As an aside, the asynchronous relationship between the sender transaction and messages reminds us of the microservices patterns: event sourcing and event streaming.


How do we deal with message retries and reordering?

Retries and Idempotence

Let the Application handle duplicate messages with idempotence. Paper defines idempotence as lack of substantive change. Substantive change is a side effect. E.g., reads are naturally idempotent since they are side effect free. But, a vast majority of messages may have side effects. Idempotence will require state on the entity, i.e., remembering the last processing of a message and ignoring it for the subsequent delivery.

State includes the processing history and last response. Last response is returned for duplicate invocations.

Scale aware lower layers can build support for duplicate messages. Keeping state of messages along with the entity will be a constraint on the lower layer in this approach. Further, such state needs to be carried along with repartition. However, paper doesn’t expound on this further.

Managing State

Every entity must capture the state (message history and response) on a per partner basis. A partner is a dependent entity. This state is called an Activity.

Activities are simple. They are what an entity remembers about other entities it works with. This includes knowledge about received messages.

E.g., consider an eCommerce scenario with domain entities like Order and Item. Each Item is an independent entity with details about inventories etc. Order also comprises of included Items. Per inventory Item data included in an Order is called Activity. Transactions can never span Order and Item.

Activities link entities together through their identifiers, or Keys. Note that physically the entities may be located differently. Local information stored in the entity about other entities is an Activity.


How does such a system work without distributed transactions?

The absence of distributed transactions means we must accept uncertainty as we attempt to come to decisions across different entities.

Application logic must manage the uncertainty using workflows. E.g., domain contracts, timeout/retry policies etc. are some existing mechanisms for the business domain to deal with unknowns.

Moreover, such uncertainty must be tracked in the activity i.e. relationship between two entities, using existing and new states for the partner (entity) as an hint.
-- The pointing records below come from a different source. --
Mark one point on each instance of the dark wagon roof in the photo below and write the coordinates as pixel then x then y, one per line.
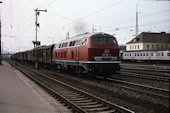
pixel 151 38
pixel 85 35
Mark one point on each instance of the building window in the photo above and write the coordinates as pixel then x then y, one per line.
pixel 146 54
pixel 148 46
pixel 168 54
pixel 166 47
pixel 157 46
pixel 153 46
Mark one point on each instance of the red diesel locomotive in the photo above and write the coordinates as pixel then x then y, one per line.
pixel 92 53
pixel 89 53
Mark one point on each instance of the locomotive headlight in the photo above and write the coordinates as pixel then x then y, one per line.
pixel 97 58
pixel 114 58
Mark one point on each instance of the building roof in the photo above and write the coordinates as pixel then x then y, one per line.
pixel 148 37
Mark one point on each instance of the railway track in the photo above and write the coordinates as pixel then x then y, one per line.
pixel 77 100
pixel 163 77
pixel 145 89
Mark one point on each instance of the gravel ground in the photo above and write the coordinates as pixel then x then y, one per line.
pixel 139 103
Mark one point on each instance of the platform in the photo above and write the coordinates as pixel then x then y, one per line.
pixel 18 94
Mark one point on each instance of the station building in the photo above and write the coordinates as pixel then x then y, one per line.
pixel 149 41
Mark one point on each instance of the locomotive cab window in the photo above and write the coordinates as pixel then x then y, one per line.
pixel 98 41
pixel 111 41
Basically an entity accepts unexpected states. E.g., the ordering system may reserve items from inventory; the inventory doesn’t really know if the reserved items may be ever used. Managing uncertainty here is being aware that a divergence can happen, the order could get cancelled. Paper calls these as tentative operations. These are a negotiation between entities to converge.

Tentative Operations have two final states: cancelled or confirmed. When the originating entity has the right to cancel, the operation is called a cancelling operation. Similarly, when the right to cancel is given up, the operation is called a confirming operation.
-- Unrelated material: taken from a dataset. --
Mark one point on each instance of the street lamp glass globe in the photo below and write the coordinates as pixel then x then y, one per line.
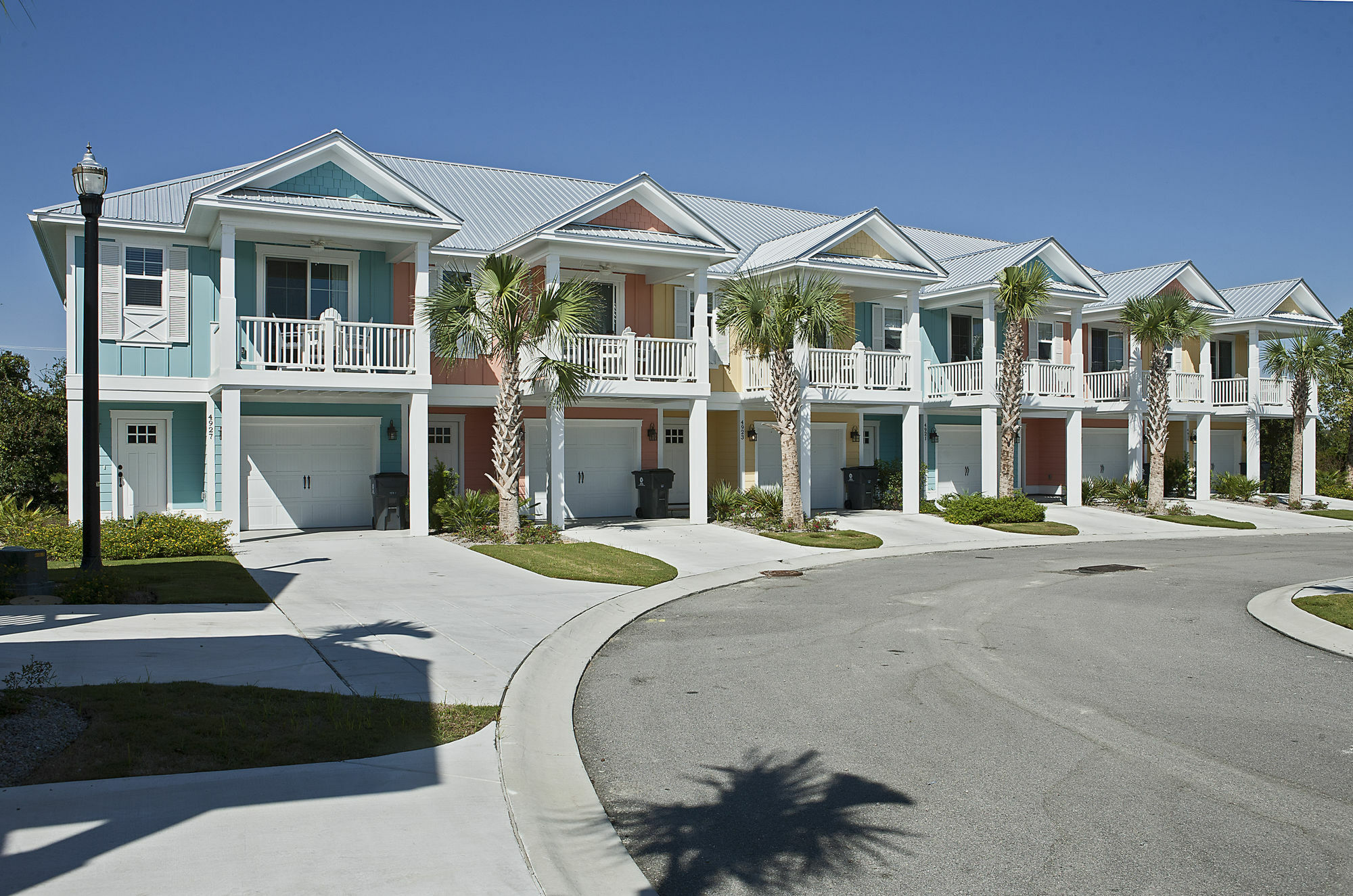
pixel 91 178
Every transaction is a consensus problem with a decision to commit or otherwise. How does the entities and activities help reach an agreement?
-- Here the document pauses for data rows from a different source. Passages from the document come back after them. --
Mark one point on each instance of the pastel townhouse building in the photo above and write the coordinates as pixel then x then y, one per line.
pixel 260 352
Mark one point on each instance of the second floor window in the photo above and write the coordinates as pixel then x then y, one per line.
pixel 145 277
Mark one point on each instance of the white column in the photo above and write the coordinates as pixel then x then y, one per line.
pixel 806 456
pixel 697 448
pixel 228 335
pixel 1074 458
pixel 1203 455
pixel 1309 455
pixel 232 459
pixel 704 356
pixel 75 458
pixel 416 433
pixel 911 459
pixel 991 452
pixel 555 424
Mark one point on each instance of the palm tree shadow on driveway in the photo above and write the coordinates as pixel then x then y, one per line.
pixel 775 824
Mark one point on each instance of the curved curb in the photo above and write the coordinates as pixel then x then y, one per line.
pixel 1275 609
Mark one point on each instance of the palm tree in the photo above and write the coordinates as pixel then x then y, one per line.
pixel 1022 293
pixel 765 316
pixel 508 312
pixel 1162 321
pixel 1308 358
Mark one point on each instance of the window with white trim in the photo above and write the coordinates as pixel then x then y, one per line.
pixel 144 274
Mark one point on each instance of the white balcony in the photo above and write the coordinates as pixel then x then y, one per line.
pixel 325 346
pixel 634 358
Through a set of two-party agreements. Each of these agreements compose together to get large set of parties to agree without transactions. Paper cites the housing deals as an example, where two parties enter independent agreements with an escrow which faciliates an agreement between the two parties.

These two party agreements are as simple as managing states of partners in an entity (through activities).


2PC and other distributed transaction primitives impact the availability. Management of uncertainty is a valuable alternative where the developer owns the logic in scale agnostic application layer.

Historically, the evolution of patterns is always preceded by custom solutions to similar set of problems. Eventually we figure out the commonalities and build an abstraction that encapsulates the repeated aspects and lets developers focus on the business problems. This paper emerged at such a point in time where infinite scaling was a concern for most application developers, trade-offs of 2PC were not palatable, yet we didn’t have a pattern language/vocabulary to talk about the solutions. Paper presents entities and activities to express these ideas.